Boyamin menyebut hingga saat ini tagihan pajak senilai Rp 1,7 trilyun dari PT Industri Pulp Lestari diduga belum tertagih sepenuhnya (diduga baru terbayar Rp 15 milyar dari Dedy Sutanto). Atas tidak terbayarnya kewajiban pajak tersebut diduga tidak dilakukan penyanderaan terhadap AT dan WW.
“Sehingga patut diduga telah terjadi tindak pidana korupsi atas peristiwa tersebut. Bahwa semua proses dugaan penyimpangan penagihan pajak Rp1.7 triliun tersebut diduga terkait dengan AP yang saat itu diduga menduduki jabatan eselon II setingkat Direktur pada Ditjen Pajak dan AP saat ini dicekal KPK terkait dugaan penerimaan suap puluhan milyar dari wajib pajak,” katanya.

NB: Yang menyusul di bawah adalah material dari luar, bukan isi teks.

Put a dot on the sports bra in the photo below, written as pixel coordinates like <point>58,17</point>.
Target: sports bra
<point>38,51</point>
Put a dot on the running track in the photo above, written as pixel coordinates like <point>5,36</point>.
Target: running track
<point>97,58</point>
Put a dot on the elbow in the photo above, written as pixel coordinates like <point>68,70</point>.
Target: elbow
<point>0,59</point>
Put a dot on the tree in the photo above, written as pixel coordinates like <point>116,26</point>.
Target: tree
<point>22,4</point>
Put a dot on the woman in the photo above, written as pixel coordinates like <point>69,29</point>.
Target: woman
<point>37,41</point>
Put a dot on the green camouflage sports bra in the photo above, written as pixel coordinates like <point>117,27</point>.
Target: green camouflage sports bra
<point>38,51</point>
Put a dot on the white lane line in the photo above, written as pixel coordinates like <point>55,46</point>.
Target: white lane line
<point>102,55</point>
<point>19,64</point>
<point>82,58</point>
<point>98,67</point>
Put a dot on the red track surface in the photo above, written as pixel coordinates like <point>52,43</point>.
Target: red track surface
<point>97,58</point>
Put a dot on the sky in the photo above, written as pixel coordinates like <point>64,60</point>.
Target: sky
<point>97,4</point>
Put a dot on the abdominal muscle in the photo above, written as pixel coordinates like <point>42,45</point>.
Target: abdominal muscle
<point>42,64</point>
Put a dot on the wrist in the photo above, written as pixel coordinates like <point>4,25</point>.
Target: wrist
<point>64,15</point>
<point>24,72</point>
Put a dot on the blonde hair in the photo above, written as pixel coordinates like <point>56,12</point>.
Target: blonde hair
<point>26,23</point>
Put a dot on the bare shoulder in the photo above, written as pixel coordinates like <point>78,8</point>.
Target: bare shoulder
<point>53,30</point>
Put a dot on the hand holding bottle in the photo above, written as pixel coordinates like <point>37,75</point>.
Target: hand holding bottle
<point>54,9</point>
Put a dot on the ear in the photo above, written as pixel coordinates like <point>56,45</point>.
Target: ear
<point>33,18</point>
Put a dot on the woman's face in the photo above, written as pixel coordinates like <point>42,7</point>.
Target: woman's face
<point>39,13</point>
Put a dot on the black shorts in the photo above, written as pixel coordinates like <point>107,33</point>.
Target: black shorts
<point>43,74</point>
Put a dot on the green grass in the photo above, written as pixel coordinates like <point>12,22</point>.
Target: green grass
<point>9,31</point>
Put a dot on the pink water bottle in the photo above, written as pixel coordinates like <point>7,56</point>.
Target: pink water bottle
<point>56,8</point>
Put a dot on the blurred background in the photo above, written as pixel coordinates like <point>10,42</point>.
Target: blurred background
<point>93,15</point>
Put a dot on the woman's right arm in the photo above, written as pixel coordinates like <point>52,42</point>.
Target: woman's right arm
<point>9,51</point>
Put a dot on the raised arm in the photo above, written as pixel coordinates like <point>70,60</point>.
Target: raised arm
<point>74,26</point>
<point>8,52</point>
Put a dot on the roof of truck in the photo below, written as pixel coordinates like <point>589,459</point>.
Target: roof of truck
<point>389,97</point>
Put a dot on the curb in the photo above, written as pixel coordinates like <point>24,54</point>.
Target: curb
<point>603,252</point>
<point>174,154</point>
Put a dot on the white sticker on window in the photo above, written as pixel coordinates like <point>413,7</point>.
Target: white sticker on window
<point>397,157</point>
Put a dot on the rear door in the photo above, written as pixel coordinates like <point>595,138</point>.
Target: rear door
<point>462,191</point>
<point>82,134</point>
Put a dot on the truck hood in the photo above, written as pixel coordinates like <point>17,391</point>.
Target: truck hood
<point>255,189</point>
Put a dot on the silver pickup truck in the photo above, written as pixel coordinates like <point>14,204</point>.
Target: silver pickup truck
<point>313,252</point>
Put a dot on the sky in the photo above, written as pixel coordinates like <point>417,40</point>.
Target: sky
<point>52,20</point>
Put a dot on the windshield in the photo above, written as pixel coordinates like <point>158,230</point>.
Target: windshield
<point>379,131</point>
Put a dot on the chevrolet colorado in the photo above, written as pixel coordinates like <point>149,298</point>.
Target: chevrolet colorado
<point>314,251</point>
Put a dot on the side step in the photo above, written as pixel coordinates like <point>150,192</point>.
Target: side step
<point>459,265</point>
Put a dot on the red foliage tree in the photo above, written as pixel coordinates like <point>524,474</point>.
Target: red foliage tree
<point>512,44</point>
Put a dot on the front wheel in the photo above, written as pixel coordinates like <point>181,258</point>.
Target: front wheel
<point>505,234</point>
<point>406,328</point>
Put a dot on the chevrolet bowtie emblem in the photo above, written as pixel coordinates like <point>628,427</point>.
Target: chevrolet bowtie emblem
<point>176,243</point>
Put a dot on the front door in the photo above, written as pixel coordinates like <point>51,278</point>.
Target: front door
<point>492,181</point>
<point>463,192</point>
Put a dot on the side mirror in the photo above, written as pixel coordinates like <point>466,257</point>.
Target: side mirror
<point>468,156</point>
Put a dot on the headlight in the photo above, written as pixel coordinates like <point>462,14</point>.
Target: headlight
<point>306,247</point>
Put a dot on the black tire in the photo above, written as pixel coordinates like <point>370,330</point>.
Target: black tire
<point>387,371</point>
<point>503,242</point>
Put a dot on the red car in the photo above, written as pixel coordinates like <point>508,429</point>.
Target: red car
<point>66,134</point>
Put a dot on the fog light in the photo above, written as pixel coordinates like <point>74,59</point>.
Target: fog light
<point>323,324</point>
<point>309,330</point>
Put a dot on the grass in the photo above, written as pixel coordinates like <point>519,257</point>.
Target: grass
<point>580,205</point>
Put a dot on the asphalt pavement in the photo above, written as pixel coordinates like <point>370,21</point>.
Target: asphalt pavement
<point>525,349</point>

Boyamin pun meminta KPK untuk melakukan pengembangan penyelidikan dugaan korupsi atas dugaan penyimpangan penagihan pajak Rp1.7 triliun tersebut. Sebab, saat ini tidak terlacak keberadaan PT Industri Pulp Lestari, namun diduga WW mantan Dirutnya telah mendirikan perusahaan baru.
“Maka dari itu kami minta ke KPK untuk menjauhkan jangkauannya, melakukan penyelidikan, membuat penyelidikan baru atas dugaan penyimpangan, penyimpangan, karena tidak tertagih akan menimbulkan kerugian negara,” tutupnya.